- Born: 21 September 1985 (age 40) Milan, Italy
- Years active: 2005–2011
- Children: 2
- Website: lyrian.net

= Lyrian =

Japanese moe idol and singer (born 1985)

Lyrian (りりあん; born 21 September 1985) is a former Japanese moe idol and singer born in Milan, Italy. She hosts a radio show in Japan called Lyrian Moetchao in which she plays Marissa Faireborn in its Transformers: Kiss Players segment.

Lyrian also named and designed the color schemes for the Transformers toys Rosanna and Angela. She voices these characters in the radio series as well. She claims to have become a Transformer fan by watching the G1 cartoon as a child growing up in Italy.

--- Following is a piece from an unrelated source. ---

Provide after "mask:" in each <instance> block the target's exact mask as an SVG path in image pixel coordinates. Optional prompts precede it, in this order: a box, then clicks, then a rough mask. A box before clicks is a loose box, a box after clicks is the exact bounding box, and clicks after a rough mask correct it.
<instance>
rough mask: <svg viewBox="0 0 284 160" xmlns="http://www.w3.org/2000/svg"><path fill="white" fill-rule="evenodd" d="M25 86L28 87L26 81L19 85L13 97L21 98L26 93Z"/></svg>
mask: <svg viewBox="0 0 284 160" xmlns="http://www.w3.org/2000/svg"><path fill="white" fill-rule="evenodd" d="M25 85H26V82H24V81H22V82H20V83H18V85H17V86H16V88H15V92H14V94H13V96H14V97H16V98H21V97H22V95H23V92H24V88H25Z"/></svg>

In 2007, she released her first gravure idol DVD, titled Lyrian Chao Chao (also known as Lyrian Ciao Ciao). In the same year, she released a photo-book titled Love. In 200,9 she provided the voice of the new character Stephanie in the TVTokyo series Yu-Gi-Oh! 5D's. In 2010, she began voicing the character of Shitt. P in the Reborn! VOMIC series.

On 1 May 2011, she announced her retirement from entertainment industry. On 21 September 2014, she announced her marriage through her blog. On September 1, 2015, she gave birth to her first child, a baby girl. On 5 August 2017, she gave birth to her second child, a baby boy.